Le groupe Unesp a ensuite confirmé que les toxines étaient extrêmement sélectives et ne reconnaissaient que les lymphocytes leucémiques et non les lymphocytes sains. Ils ont commencé à soupçonner que l'explication de cette sélectivité était liée aux propriétés uniques des membranes des cellules cancéreuses. "Nous sommes allés étudier le mécanisme", a déclaré Neto. Selon lui, dans les membranes cellulaires saines, les phospholipides appelés PS et PE sont situés sur la membrane interne, faisant face à l'intérieur de la cellule. Mais dans les cellules cancéreuses, PS et PE sont enchâssés dans la membrane externe, faisant face à l'environnement autour de la cellule. Les scientifiques ont testé leur théorie en créant des membranes modèles contenant du PE et du PS et en les exposant au MP1. Ils ont utilisé une large gamme de techniques biophysiques et d'imagerie pour caractériser les effets destructeurs de MP1 sur les membranes.

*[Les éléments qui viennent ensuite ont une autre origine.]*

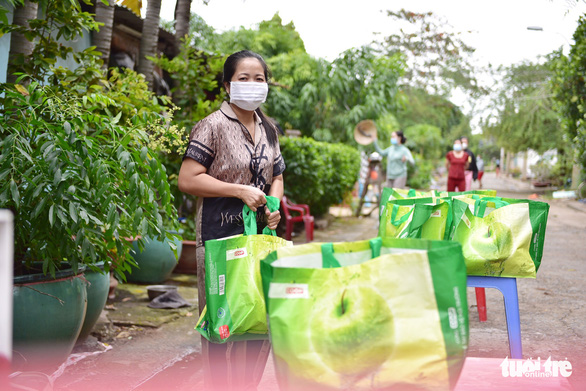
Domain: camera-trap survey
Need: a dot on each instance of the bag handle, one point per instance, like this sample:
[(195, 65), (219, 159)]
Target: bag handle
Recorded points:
[(249, 217), (273, 203), (481, 203), (396, 222), (329, 261)]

Le résultat était frappant: la présence de PS augmentait de 7 à 8 fois la quantité de MP1 liée à la membrane. La présence de PE, par contre, augmentait la capacité de MP1 à endommager rapidement la membrane, augmentant ainsi la taille du trou de 20 à 30 fois. "Formés en quelques secondes, ces pores sont suffisamment gros pour permettre la fuite de molécules cellulaires essentielles telles que l'ARN et les protéines. L'amélioration spectaculaire de la perméabilisation induite par les toxines en présence de PE et la taille des pores dans ces membranes étaient surprenantes." dit Neto.

Potentiel

Dans des études ultérieures, les scientifiques envisagent de modifier la séquence d'acides aminés de MP1 pour examiner le lien entre la structure de la toxine et sa fonction, afin d'améliorer sa sélectivité et son efficacité à des fins cliniques. Selon Beale, comprendre le mécanisme d'action de cette toxine aidera les études translationnelles - c'est-à-dire la recherche scientifique appliquée de manière clinique - à évaluer son potentiel d'utilisation en médecine à l'avenir. "Comme il a été démontré en laboratoire que la toxine est sélective pour les cellules cancéreuses et non toxique pour les cellules normales, elle a le potentiel d'être sûre. Mais des efforts supplémentaires seront nécessaires pour le prouver", a déclaré Beale.